Agilent Hits the Field
That sector is fiber optic field test equipment, the instruments used by technicians to install and maintain single- and multi-mode fiber in carrier networks. This market is said to be growing respectably, even in the downturn, thanks to the many new fiber links required by carrier customers -- as well as the seemingly endless array of Sonet upgrades and readjustments they demand.
Key devices in the sector include portable or "mini" optical time domain reflectometers (OTDRs), which give installers a way to test the ability of a link to handle data traffic by sending a light pulse down the fiber and measuring the strength of the signal. Also in this market are handheld power meters, fault finders, light sources, and optical spectrum analyzers for checking the strength of DWDM channels.

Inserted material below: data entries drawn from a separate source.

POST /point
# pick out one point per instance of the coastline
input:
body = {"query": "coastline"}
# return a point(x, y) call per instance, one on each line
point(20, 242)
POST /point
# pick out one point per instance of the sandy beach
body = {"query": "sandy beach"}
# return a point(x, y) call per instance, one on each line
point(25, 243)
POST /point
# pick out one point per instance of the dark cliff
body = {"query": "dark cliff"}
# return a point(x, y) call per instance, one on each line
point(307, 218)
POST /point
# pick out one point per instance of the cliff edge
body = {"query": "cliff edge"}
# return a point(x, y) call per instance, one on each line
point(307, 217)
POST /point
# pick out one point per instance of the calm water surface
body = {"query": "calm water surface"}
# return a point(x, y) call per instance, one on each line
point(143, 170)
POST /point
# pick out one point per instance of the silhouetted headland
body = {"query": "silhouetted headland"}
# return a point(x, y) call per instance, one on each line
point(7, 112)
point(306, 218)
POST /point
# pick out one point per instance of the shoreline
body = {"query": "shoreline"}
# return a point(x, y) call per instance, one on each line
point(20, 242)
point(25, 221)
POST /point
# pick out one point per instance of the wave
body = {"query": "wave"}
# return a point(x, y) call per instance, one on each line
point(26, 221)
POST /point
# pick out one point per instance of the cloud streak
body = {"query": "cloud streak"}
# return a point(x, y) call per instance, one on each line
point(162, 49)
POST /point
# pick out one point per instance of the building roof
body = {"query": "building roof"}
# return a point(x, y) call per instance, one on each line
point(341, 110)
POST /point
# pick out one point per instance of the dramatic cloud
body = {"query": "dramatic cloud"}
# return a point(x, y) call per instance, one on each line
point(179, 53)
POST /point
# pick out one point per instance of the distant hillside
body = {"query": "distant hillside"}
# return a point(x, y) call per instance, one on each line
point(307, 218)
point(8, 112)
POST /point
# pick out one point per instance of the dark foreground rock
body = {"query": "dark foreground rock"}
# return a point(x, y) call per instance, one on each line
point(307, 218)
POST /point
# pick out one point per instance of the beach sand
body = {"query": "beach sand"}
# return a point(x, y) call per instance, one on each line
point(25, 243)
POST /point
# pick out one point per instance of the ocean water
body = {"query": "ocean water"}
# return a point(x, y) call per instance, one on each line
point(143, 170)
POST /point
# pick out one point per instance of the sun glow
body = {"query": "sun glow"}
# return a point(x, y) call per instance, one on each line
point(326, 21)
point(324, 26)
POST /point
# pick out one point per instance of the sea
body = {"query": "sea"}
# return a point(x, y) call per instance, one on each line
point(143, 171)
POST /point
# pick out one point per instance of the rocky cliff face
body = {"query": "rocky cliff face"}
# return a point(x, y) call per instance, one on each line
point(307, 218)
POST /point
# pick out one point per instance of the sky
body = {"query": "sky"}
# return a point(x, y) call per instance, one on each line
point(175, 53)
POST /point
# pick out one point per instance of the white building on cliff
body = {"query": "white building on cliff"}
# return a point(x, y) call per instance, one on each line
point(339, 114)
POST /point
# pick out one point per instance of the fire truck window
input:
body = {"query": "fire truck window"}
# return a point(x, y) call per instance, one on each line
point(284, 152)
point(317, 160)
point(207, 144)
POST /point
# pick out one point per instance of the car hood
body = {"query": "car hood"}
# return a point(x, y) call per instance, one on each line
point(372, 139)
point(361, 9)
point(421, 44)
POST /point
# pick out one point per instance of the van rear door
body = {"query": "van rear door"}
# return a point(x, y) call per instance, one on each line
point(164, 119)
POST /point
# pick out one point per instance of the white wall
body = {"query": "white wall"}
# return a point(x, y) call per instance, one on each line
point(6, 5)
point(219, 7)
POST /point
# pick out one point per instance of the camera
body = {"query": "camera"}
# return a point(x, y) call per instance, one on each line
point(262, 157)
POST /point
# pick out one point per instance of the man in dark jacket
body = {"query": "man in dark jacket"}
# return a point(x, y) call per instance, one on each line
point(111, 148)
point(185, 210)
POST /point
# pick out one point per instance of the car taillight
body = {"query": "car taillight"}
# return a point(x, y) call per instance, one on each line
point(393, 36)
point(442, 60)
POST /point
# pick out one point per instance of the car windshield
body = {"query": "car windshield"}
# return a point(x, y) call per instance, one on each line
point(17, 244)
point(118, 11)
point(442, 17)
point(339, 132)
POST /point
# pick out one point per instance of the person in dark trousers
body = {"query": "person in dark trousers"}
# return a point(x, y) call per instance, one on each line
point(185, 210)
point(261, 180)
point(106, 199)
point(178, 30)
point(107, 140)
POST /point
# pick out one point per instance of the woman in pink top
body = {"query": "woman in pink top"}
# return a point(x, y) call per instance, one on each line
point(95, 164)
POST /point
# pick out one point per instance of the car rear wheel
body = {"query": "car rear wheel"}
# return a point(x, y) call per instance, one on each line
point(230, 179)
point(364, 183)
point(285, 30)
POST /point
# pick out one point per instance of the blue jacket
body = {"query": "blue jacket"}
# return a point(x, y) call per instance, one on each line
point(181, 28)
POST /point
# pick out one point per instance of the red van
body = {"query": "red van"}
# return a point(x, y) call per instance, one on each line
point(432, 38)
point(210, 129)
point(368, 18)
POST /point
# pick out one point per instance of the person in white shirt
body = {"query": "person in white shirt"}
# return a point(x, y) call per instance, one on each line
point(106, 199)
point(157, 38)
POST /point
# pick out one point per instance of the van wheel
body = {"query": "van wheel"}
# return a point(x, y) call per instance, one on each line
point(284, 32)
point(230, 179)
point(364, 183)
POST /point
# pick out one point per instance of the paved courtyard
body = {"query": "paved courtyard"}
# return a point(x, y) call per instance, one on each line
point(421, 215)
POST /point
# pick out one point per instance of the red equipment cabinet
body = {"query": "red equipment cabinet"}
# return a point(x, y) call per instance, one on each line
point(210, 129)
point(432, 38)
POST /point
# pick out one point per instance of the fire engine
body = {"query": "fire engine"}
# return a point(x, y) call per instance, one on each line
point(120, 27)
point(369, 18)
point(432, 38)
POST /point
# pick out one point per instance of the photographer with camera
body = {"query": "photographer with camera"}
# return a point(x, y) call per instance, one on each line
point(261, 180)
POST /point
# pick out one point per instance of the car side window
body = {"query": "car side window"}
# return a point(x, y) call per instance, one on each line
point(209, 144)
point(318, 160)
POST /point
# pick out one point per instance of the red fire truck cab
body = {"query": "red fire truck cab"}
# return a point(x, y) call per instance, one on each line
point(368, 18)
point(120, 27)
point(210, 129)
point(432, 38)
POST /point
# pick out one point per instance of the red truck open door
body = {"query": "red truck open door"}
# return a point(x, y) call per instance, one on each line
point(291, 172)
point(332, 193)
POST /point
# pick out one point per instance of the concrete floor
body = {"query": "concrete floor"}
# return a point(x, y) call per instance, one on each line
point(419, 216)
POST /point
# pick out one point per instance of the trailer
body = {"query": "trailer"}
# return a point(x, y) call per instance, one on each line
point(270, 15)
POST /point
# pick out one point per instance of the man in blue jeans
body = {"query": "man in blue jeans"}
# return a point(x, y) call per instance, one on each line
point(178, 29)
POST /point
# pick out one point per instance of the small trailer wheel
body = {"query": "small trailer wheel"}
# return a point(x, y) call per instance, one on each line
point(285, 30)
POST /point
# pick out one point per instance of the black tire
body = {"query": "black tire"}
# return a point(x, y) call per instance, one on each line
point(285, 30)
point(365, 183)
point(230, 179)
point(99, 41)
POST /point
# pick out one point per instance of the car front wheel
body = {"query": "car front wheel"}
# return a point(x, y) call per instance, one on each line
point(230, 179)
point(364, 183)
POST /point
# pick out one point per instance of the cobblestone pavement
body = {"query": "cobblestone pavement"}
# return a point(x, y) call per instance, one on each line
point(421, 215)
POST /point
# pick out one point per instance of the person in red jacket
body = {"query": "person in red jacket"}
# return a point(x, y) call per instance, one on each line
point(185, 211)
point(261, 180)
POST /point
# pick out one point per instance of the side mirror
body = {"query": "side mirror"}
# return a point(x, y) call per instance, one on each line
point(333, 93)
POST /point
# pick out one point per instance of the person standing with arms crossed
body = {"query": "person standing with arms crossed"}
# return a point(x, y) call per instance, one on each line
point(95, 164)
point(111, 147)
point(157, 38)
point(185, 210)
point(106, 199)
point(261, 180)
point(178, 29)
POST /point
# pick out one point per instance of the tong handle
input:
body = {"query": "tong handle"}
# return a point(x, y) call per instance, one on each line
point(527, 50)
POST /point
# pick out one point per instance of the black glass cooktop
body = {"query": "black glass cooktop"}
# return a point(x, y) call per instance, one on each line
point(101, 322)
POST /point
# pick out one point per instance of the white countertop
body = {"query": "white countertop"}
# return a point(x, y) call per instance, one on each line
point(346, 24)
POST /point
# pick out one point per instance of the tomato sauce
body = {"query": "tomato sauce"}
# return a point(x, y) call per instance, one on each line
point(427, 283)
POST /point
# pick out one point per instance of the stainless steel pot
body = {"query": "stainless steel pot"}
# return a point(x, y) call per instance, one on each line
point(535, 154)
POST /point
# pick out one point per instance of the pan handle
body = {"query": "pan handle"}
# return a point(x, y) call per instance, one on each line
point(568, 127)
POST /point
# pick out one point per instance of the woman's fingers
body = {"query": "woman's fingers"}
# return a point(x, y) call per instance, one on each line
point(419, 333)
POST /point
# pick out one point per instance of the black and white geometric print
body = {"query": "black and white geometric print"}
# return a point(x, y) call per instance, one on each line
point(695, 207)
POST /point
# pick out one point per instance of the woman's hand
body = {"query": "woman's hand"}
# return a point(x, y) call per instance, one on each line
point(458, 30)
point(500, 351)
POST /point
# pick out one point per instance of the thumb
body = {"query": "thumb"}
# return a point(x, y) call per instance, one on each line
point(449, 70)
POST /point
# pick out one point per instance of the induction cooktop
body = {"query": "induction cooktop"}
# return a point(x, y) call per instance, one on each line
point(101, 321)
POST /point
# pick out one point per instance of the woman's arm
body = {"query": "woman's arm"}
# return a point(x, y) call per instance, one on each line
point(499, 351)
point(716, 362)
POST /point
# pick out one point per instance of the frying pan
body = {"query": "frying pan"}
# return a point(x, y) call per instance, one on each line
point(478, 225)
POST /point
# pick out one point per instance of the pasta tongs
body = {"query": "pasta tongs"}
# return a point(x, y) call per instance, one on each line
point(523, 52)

According to market research firm Frost & Sullivan, fiber optic field test gear comprises roughly 30 to 50 percent of a market for physical-layer fiber test instruments that's estimated to be worth $1.5 billion in 2001. The market is expected to continue to grow at well over 20 percent annually for the foreseeable future.
"We're serious about dominating this market," says Peter Schweiger, ONT's channel manager. "In five years' time, we want customers to use our brand name as commonly as they ask for a Kleenex. We want them to say, 'Do you have an Agilent to test that?' 'Did you put the Agilent on that?' "
Since April, Agilent has offered a mini-OTDR and accompanying software toolkit; a power meter, light source, and optical attenuator; and a fiber break locator.
Analysts say Agilent's likely to do well in the sector, because it's already involved in high-end fiber optic test gear for use in labs and in manufacturing environments. Indeed, some observers see ONT as an effort by Agilent to call attention to the rest of its test suite.
"This enables Agilent to remind customers of its higher-end instruments," says Frost & Sullivan senior industry analyst Bal Ganjoo. "I have no doubt they'll do well. Historically, their R&D equipment has been excellent."
Still, competition is tight. Just three companies hold over 50 percent of the market for portable or mini OTDRs, for instance -- and Agilent isn't one of them. Instead, GN Nettest is top dog, with roughly 19.5 percent of about $250 million in mini-OTDR revenues worldwide for 2001, according to Frost & Sullivan. The other two key vendors are EXFO Electro-Optical Engineering Inc. (Nasdaq: EXFO; Toronto: EXF) and Anritsu Corp., in that order.
All three seem oblivious to Agilent's "onslaught." GN Nettest, for instance, says the key differentiator for its mini-OTDR is an optional optical spectrum analyzer module that fits right into the gadget's mainframe, or chassis, giving technicians two instruments in one. Exfo and Anritsu also claim this feature. Exfo says it adds the ability to run multiple tests from one touchscreen, as well as a highly "ruggedized" unit capable of being deployed in a range of outdoor environments without being damaged.
For its part, Agilent doesn't offer a spectrum analyzer for use with its mini-OTDR, saying it's opted to eschew the extra weight and cost such an analyzer would add. Agilent also claims its product will run up to eight times faster than Nettest's or Exfo's. And, according to Agilent, the importance of delivering faster results in the field is second only to that of the increased automation that helps eliminate "truck rolls" for carrier customers.
Both GN Nettest and Exfo, which reign in the field test sector, are aiming to launch high-end R&D to compete with Agilent, which leads in the lab. According to Ganjoo, they're aiming, like Agilent, to round out their product lines in order to tackle related opportunities.
"A lot of these devices, such as mini-OTDRs, are starting to be used in the lab as well as the field," Ganjoo says. This makes it tough to set an exact figure on the percentage of all physical-layer test gear that's sold for field use. Apparently, Agilent and other competitors in this market are intent on making the most of the blurred distinctions.